The court's outrageous decision handed defense lawyers a tremendous advantage that sets the stage for the acquittal of Boss, Carroll, McMellon and Murphy. "We came riding back from the sunset," boasted Bennett M. Epstein, co-counsel to Bruce Roberts.

`Amadou's Army'

But community activists are mobilizing against this flagrant injustice.

On Dec. 18 the Rev. Al Sharpton told a packed meeting in Harlem: "We'll even go to Alaska if necessary" to win justice for Diallo. The civil-rights activist pledged to "recruit an army of righteous souls that are willing to fight no matter where." Hundreds of people signed up for "Amadou's Army."

Diallo's father Saikou Diallo and Winnie Mandela joined Sharpton on the stage. Saikou Diallo called his son "a child of the Bronx" and said he had hoped to see justice done there.

Winnie Mandela, South African veteran of the anti-apartheid struggle, condemned police brutality and urged people to keep fighting for justice.

The court's decision to grant a change of venue for the trial of the four killer cops--brutal paid agents of the capitalist state--was so transparently racist that even the bourgeois press was forced to chastise it.

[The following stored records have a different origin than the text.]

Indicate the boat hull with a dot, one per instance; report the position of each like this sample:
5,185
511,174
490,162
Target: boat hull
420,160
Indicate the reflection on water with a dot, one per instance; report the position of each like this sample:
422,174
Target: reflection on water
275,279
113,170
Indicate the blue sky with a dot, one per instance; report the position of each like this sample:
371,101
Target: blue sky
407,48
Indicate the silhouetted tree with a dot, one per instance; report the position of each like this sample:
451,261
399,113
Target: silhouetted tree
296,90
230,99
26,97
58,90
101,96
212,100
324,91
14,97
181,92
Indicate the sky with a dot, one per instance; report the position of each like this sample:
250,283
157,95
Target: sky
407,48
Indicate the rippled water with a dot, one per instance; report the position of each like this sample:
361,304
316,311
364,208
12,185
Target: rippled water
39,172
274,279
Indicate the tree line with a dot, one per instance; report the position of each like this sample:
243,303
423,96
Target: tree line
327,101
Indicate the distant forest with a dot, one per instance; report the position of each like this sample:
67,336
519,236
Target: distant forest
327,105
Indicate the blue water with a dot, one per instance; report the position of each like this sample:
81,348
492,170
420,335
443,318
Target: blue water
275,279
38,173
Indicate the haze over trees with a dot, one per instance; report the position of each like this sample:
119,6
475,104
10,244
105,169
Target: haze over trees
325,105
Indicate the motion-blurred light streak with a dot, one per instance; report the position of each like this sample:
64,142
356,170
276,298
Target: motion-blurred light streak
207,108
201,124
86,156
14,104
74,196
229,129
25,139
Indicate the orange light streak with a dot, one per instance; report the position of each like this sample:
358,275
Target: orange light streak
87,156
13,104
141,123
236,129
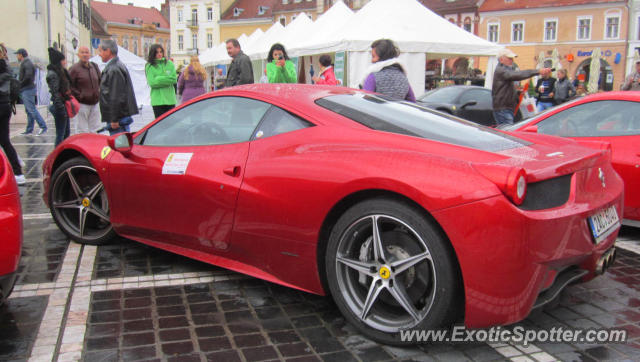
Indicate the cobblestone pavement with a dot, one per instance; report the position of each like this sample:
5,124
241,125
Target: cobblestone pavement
126,301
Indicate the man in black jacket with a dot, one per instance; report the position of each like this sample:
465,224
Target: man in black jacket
240,70
117,99
504,92
28,92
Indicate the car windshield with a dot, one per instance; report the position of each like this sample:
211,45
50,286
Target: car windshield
441,95
383,114
532,120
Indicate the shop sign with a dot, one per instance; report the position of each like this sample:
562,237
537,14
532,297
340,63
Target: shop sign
338,66
606,53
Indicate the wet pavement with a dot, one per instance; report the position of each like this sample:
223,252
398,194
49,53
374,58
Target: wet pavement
126,301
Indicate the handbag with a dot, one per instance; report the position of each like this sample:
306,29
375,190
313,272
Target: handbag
72,106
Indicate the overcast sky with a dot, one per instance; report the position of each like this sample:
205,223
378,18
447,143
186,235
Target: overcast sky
141,3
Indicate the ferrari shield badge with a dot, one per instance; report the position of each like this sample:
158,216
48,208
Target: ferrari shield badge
105,152
176,163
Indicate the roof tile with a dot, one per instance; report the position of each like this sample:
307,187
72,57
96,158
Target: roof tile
124,13
249,10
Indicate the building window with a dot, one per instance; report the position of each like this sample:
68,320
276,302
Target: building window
612,27
550,30
467,24
517,32
584,28
493,32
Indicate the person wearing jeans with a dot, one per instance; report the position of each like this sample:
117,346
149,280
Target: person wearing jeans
61,120
59,83
28,92
5,116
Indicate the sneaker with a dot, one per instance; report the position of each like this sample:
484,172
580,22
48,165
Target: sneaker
20,180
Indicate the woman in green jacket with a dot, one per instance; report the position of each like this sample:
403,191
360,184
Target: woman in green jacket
279,68
161,76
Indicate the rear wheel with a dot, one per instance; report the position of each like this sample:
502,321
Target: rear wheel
389,270
79,203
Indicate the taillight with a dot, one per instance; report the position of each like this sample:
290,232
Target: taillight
511,181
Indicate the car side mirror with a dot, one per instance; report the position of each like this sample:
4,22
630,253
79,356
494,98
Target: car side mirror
468,104
121,142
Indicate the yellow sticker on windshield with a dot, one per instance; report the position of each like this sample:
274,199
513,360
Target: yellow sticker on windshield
105,152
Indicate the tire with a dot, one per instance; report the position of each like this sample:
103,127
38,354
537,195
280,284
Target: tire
413,284
79,204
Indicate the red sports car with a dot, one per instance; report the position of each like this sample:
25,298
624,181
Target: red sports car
612,117
10,228
407,218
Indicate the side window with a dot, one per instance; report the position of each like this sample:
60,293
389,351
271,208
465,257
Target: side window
595,119
212,121
279,121
477,95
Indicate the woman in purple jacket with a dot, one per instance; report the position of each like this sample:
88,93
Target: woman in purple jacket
190,83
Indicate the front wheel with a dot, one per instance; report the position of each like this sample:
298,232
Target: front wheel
79,203
390,270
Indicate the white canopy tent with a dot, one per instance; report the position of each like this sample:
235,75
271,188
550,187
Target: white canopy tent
294,33
327,26
417,31
135,65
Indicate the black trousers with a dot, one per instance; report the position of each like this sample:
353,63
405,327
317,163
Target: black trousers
5,139
160,110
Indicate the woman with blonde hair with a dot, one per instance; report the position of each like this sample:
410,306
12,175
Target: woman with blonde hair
190,83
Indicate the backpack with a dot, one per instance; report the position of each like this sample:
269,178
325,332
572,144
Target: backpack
14,93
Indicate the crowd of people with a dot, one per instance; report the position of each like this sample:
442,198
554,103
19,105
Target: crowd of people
107,97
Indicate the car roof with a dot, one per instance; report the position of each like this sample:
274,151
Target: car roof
296,95
619,95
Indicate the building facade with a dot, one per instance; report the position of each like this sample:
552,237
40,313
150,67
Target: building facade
131,27
573,28
633,51
244,17
37,25
194,27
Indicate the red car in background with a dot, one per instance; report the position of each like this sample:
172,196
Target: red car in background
612,117
409,218
10,228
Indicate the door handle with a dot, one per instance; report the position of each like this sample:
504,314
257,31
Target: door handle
232,171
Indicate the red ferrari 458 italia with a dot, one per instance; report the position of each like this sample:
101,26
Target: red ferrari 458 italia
11,228
612,117
409,219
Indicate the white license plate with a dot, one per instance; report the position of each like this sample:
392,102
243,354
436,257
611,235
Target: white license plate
604,223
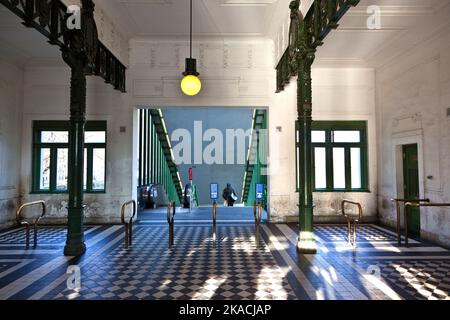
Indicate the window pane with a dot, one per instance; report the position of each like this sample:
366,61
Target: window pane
54,136
320,168
44,175
95,137
62,170
356,168
318,136
297,150
347,136
85,170
98,169
339,168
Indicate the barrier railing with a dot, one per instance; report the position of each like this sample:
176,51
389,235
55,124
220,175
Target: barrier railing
214,213
22,221
257,214
419,205
128,224
352,219
171,220
405,217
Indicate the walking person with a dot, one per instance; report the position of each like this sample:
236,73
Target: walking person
229,195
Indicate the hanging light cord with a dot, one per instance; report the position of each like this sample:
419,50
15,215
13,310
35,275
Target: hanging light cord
191,33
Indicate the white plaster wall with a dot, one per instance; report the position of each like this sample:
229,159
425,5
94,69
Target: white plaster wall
338,94
46,97
235,73
11,101
413,94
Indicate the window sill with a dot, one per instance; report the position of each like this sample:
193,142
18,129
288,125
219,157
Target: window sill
63,192
339,191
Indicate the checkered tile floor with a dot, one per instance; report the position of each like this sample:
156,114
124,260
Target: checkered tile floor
232,267
228,265
421,279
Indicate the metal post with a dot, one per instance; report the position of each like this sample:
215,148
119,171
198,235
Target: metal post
399,236
406,225
305,58
214,213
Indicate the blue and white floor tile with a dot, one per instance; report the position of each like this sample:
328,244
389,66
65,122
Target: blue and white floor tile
230,263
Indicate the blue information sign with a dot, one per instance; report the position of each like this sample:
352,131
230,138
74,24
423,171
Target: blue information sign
214,191
259,191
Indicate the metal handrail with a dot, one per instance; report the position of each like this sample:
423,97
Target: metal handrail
397,204
22,221
257,213
128,224
170,220
351,219
214,213
360,210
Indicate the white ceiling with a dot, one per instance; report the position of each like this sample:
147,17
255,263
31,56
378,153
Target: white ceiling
24,46
404,24
141,18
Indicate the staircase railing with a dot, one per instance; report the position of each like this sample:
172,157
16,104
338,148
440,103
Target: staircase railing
256,168
49,18
156,160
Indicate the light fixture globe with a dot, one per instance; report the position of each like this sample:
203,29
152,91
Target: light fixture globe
191,84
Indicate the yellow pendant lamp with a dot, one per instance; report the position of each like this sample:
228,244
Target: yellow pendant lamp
191,84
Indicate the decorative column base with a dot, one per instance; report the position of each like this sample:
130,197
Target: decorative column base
306,243
75,245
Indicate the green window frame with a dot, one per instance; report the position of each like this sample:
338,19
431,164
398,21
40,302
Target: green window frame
52,151
347,152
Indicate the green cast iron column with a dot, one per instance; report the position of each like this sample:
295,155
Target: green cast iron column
305,59
75,234
79,54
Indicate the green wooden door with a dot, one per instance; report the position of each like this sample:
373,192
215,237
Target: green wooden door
411,185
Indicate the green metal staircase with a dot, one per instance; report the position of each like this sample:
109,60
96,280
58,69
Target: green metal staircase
156,161
256,167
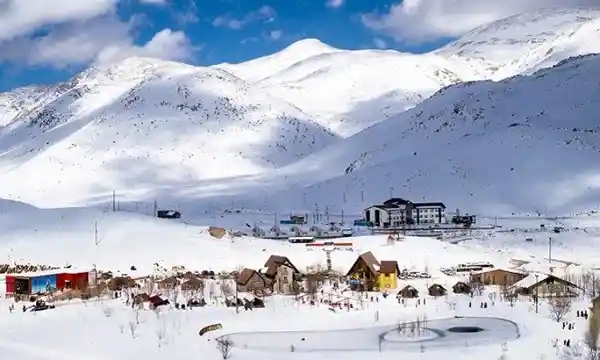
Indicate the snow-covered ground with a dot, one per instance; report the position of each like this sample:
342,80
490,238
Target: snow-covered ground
109,330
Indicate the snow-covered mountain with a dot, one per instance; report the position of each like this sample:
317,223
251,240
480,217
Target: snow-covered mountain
528,143
526,42
236,133
348,91
141,123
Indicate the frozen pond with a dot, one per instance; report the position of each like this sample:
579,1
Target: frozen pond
450,332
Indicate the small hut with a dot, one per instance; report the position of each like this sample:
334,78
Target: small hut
462,288
192,283
408,292
436,290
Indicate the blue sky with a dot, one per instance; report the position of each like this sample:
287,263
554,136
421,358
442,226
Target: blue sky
46,41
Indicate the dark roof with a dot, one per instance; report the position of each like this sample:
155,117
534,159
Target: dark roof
245,276
384,206
428,204
396,201
389,267
275,261
370,261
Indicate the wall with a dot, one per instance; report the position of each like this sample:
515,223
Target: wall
387,281
76,280
499,277
40,284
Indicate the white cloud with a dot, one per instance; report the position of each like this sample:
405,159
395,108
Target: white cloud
275,34
264,13
426,20
166,44
19,17
154,2
380,43
79,37
334,3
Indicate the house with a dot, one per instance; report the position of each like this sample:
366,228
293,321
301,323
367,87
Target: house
121,282
388,274
368,274
436,290
168,283
545,285
192,283
282,274
498,276
408,292
364,272
43,282
168,214
250,280
462,288
429,213
397,212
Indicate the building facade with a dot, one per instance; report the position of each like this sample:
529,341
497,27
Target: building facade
398,212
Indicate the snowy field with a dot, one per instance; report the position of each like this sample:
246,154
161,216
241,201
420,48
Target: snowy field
109,330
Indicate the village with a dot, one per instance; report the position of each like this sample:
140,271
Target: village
279,276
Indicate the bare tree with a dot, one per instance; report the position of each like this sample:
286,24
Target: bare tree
560,307
224,346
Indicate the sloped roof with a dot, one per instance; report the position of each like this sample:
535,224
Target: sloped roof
389,267
244,276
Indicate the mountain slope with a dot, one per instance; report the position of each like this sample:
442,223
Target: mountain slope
529,143
526,42
142,123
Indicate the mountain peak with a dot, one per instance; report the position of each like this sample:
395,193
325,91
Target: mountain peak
310,45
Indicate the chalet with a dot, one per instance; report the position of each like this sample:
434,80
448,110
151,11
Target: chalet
408,292
497,276
168,283
397,212
436,290
368,274
250,280
192,283
545,285
282,274
388,274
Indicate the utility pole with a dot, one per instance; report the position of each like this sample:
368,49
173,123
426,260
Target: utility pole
237,304
96,233
537,298
550,249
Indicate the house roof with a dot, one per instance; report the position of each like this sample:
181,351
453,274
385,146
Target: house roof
383,206
275,261
50,272
488,270
408,288
370,261
531,281
396,201
389,267
245,275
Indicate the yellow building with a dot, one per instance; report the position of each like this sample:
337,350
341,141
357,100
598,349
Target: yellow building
370,275
388,275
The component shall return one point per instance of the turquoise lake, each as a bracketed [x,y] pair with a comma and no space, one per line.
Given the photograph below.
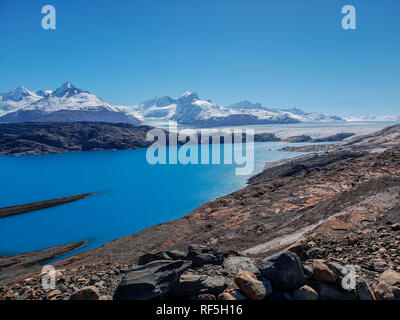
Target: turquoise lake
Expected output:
[131,194]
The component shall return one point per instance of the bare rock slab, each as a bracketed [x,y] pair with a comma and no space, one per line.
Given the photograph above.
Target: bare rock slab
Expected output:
[150,281]
[284,270]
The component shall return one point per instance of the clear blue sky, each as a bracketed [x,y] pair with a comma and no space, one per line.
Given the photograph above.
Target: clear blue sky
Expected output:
[278,52]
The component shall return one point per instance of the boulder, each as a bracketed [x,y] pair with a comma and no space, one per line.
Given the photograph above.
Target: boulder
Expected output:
[300,250]
[329,291]
[161,255]
[250,286]
[234,264]
[149,281]
[321,272]
[284,270]
[364,291]
[191,285]
[86,293]
[305,293]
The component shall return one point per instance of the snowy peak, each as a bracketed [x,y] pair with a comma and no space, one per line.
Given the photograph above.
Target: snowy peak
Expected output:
[246,104]
[189,96]
[67,90]
[17,94]
[66,103]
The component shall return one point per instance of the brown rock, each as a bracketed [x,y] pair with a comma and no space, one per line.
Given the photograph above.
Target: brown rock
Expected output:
[226,296]
[53,294]
[364,291]
[86,293]
[204,297]
[305,293]
[250,286]
[390,277]
[322,272]
[383,292]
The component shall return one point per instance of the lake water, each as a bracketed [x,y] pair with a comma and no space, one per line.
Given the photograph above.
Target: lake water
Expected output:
[132,194]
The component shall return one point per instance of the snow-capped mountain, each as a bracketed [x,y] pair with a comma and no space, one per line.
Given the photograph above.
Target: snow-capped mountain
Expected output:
[66,103]
[190,109]
[69,103]
[373,118]
[16,98]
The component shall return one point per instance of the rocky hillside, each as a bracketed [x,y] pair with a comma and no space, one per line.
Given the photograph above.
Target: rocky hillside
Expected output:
[203,273]
[331,209]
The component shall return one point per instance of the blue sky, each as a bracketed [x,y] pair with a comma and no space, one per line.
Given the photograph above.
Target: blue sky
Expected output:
[278,52]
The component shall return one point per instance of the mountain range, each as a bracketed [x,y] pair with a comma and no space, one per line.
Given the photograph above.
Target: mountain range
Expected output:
[71,104]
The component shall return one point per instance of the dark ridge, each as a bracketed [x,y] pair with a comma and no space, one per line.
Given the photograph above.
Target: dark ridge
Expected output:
[29,207]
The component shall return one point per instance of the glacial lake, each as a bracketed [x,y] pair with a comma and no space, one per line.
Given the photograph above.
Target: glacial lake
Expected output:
[131,194]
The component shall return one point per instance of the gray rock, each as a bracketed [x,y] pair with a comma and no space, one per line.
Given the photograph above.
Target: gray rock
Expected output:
[305,293]
[201,255]
[234,264]
[250,285]
[328,291]
[284,270]
[162,255]
[364,292]
[86,293]
[192,285]
[152,280]
[268,286]
[280,296]
[238,295]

These organs of Wall Street and big business no doubt recall the explosive reaction to a similar set-up in 1992. That's when four white cops were acquitted of savagely beating Black motorist Rodney King.

They were found not guilty after their trial was moved from Los Angeles to the white middle-class enclave of Simi Valley.

The rebellion that erupted against that unjust verdict left Los Angeles ablaze.